I'm quietly worried about breaking the behaviour of GetAll here to achieve lazy loading (because it's there in the name - Get All) and IEnumerable is basically a synchronous interface (MoveNext() does block, so if you're going to make a network request when you need a new page it's still not going to be a great experience for the consumer).

I'd recommend instead looking at IAsyncEnumerable and in particular IAsyncEnumerator which is part of Ix.NET.

The signature for IAsyncEnumerator is much closer to what you are looking for in terms of an asynchronous enumerable:

Task<bool> MoveNext(CancellationToken cancellationToken);

There's been very early discussions about making this a part of the BCL and supporting the ability to foreach over these like you would a regular IEnumerable, but I'm not involved with them at all so you'll have to keep up with Mads Torgensen et al and future C# language features.

Korporal commented 6 years ago

@shiftkey - Thanks for the additional info on IObservable, much appreciated. Also just to be very clear I was not suggesting any change to GetAllonly the method signature in IApiPagination, no other existing public interface or method signature would change.

I created a system last year that used T4 templates along with a method defintion XML file to generate a client class around a REST service (which has hundreds of JSON classes and hundreds of endpoints).

In that design some methods in the XML get generated as TWO methods in the generated client class(es), these were paginated methods similar what I see in Octokit. When the T4 translated such a method is created a paged based conventional method where caller can enumerate the pages easily and another method (name had 'Seq' appended, an F# convention) which did something like this, internally enumerates pages and yield returns each item.

It's particularly useful for scenarios where the caller is doing a.First() or .Take() operation because the caller is unaware of the pagination and the system pulls only as many pages as are required to satisfy the .First() or .Take() if the caller really does want all pages "at once" then .ToList() gives them that.

So if I did spend any time here on this (and I'm more academically interested in how I'd do it than anything else) the only existing public interface that I think I'd need to change is the method signature inIApiPaginationwhich I suspects is of no interest to any Octokit consumers (I may be wrong of course).

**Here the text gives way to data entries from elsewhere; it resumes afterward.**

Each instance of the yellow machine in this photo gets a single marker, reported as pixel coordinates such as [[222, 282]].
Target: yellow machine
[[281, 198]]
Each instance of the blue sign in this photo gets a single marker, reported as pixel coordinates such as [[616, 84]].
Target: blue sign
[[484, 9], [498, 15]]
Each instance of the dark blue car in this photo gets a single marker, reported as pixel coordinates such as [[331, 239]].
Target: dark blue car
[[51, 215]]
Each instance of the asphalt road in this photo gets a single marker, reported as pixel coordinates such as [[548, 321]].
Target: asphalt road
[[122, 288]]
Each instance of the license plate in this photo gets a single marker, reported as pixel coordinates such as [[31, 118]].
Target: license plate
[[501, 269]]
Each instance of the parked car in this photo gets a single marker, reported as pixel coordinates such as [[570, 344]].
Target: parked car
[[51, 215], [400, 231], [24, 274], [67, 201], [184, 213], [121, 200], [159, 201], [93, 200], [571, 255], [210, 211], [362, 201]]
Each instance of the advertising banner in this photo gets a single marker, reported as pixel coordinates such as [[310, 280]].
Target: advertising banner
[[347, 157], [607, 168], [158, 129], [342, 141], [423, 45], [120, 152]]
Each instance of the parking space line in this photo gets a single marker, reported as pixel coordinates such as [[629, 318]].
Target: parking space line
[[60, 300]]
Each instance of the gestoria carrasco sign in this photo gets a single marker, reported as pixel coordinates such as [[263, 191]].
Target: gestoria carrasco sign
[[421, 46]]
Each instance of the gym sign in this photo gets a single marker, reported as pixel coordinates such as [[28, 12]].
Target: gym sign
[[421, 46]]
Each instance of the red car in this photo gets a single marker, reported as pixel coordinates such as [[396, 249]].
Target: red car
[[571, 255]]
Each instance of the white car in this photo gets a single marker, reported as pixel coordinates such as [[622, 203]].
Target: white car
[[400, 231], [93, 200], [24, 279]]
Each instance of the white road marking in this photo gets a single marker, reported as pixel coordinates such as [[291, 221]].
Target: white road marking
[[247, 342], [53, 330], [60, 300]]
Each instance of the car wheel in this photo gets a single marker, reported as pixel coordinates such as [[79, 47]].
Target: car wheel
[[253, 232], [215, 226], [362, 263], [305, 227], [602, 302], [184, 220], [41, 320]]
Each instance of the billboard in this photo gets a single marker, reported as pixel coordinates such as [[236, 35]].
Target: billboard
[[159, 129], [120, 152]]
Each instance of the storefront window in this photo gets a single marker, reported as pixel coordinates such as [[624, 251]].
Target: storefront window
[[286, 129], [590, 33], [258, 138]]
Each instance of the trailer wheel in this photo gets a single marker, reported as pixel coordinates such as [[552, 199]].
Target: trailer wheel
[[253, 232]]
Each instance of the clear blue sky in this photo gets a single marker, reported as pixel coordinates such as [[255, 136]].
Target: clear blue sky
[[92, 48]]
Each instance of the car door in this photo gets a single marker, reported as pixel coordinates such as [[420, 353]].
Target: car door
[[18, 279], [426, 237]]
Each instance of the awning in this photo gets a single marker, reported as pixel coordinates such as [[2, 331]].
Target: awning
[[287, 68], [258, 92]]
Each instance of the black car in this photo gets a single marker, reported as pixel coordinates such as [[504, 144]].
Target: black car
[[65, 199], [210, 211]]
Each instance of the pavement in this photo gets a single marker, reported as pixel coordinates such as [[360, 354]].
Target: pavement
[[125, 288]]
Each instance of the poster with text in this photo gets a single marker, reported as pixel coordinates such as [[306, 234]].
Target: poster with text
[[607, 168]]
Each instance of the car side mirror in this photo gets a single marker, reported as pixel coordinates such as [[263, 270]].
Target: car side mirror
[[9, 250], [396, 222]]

On a very separate topic I'm developing a system to pull data in various ways from GitHub and I think you'd urge me to leverage the reactive version of Octokit here, is that true? If so is there anything missing from the current reactive version that's present in the ordinary version? The consumer in this case will be a .Net Core Web App by the way.

Thanks

StefH commented 5 years ago

Another question:

It seems that it's not possible to get all releases from an organization?

var releases = client.Repository.Release.GetAll("WireMock-Net", "WireMock.Net").Result;
// releases has no values ?

I'm using oktokit version 0.32.0

shiftkey commented 5 years ago

@StefH that isn't supported by the GitHub API, which is a constraint on what can be supported in Octokit.

shiftkey commented 4 years ago

So this is a windows forms app? It's definitely not right that a call should take 10 minutes. If you are able to post more of your code we could try running it on another system.

We didn't hear back from @Dorky106 here about the context for where the sample code is running, and maybe it does just need a Windows Form app to see the issue on our side.

Updated title to focus on the original bug rather than the side discussion about pagination.

Dorky106 commented 4 years ago

ya, sorry I stopped getting any notices about this. Can't even remember what the issue was fully now or what I was doing XD

shiftkey commented 4 years ago

The repository which reproduced the issue is still present, and we have a sample code handy, so I'm going to mark this as up-for-grabs to see if someone can reproduce it.

Dorky106 commented 4 years ago

alright

github-actions[bot] commented 2 years ago

👋 Hey Friends, this issue has been automatically marked as stale because it has no recent activity. It will be closed if no further activity occurs. Please add the pinned label if you feel that this issue needs to remain open/active. Thank you for your contributions and help in keeping things tidy!